Il Regno Unito continua a rappresentare uno dei mercati più importanti per il florovivaismo italiano. Con esportazioni che nel 2025 hanno raggiunto i 43 milioni di euro, il Paese si conferma una destinazione strategica per le produzioni ornamentali italiane. È in questo contesto che si è svolta a Londra una nuova tappa della Green Agorà, il format promosso da Greenitaly – Salone internazionale del florovivaismo e del paesaggio – per favorire il confronto tra istituzioni, imprese e operatori del settore sui temi della competitività, della sostenibilità e dell'evoluzione dei mercati.
Green Agorà riunisce la filiera a Londra
L'incontro, organizzato dall'Italian Trade Agency (Ita) e dall'Ambasciata d'Italia nel Regno Unito presso il The Farmers Club di Londra, ha riunito operatori della filiera florovivaistica britannica, architetti del paesaggio e stampa specializzata.
Ad aprire i lavori è stato il direttore di Ita London, Giovanni Sacchi, che ha sottolineato come il Regno Unito continui a rappresentare una destinazione strategica per il florovivaismo italiano nonostante le complessità del quadro commerciale internazionale.
«Ita – ha dichiarato – accompagna le imprese italiane, facendo da ponte verso un mercato da sempre sensibile alla cultura del giardino e alla qualità dei prodotti del nostro Paese».
Il ruolo dell'ambasciata e il dialogo con il Regno Unito
Nel corso dell'incontro è stato evidenziato anche il ruolo dell'Ambasciata d'Italia nel sostenere il comparto florovivaistico.
L'addetta agricola Gabriella Manfredi ha ricordato l'impegno nel mantenere un dialogo costante con le istituzioni britanniche per favorire la semplificazione degli scambi commerciali, in vista del nuovo accordo Sps tra Unione europea e Regno Unito.
Greenitaly 2026 al centro dell'incontro
Durante la giornata Fiere di Parma ha presentato la seconda edizione di Greenitaly, in programma dal 7 al 9 ottobre 2026.
Nel corso dei lavori sono intervenuti anche David Richardson e Saira Ali, con approfondimenti dedicati ai trend internazionali del florovivaismo e dell'architettura del paesaggio, mentre Cristina Refolo e Oliver Rock hanno illustrato esperienze e buone pratiche dell'architettura del paesaggio italiano.
La missione è proseguita il giorno successivo con la visita al Rhs Badminton Flower Show, nuova manifestazione della Royal Horticultural Society, occasione di confronto con stakeholder, giornalisti e rappresentanti della Rhs.

Regno Unito, un mercato strategico per il vivaismo italiano
Secondo i dati Istat sul commercio estero, nel 2025 il Regno Unito si è confermato il sesto mercato di destinazione del florovivaismo italiano.
Le esportazioni hanno raggiunto un valore di 43 milioni di euro, con una crescita dell'1,3% rispetto all'anno precedente.
A trainare le vendite sono soprattutto le piante ornamentali da esterno, che rappresentano circa l'80% dell'export verso il mercato britannico.
Parallelamente, l'Italia si conferma il quarto fornitore del Regno Unito di prodotti florovivaistici, confermando la forte affinità tra la domanda britannica e la specializzazione del vivaismo ornamentale italiano.
Le sfide del settore tra export e sostenibilità
«Il florovivaismo italiano continua a rafforzare la propria presenza sui mercati internazionali, confermandosi uno dei comparti di punta del Made in Italy.
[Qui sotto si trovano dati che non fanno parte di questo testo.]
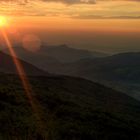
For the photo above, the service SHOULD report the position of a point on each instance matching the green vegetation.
(66, 108)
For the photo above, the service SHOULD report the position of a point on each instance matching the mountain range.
(69, 108)
(49, 57)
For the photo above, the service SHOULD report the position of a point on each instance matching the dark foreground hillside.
(66, 108)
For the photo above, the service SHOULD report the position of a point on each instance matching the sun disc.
(3, 21)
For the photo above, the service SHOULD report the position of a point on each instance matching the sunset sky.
(80, 23)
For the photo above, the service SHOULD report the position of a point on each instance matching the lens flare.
(3, 21)
(37, 110)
Con esportazioni che superano 1,27 miliardi di euro e un saldo commerciale positivo di circa 363 milioni, il settore dimostra una notevole capacità di crescita anche in un contesto economico complesso. Greenitaly vuole accompagnare questo percorso creando occasioni di confronto nei principali mercati europei», ha dichiarato Antonio Cellie, amministratore delegato di Fiere di Parma.
«La Green Agorà di Londra rappresenta un momento di condivisione di competenze ed esperienze per approfondire le trasformazioni che stanno interessando il settore, dagli effetti del cambiamento climatico ai nuovi orientamenti del landscape design legati alla sostenibilità».
La tappa londinese rientra nel percorso di avvicinamento alla seconda edizione di Greenitaly, manifestazione che, con il Labirinto della Masone come partner culturale, riunirà operatori italiani e internazionali per approfondire i principali temi economici, produttivi e commerciali del florovivaismo.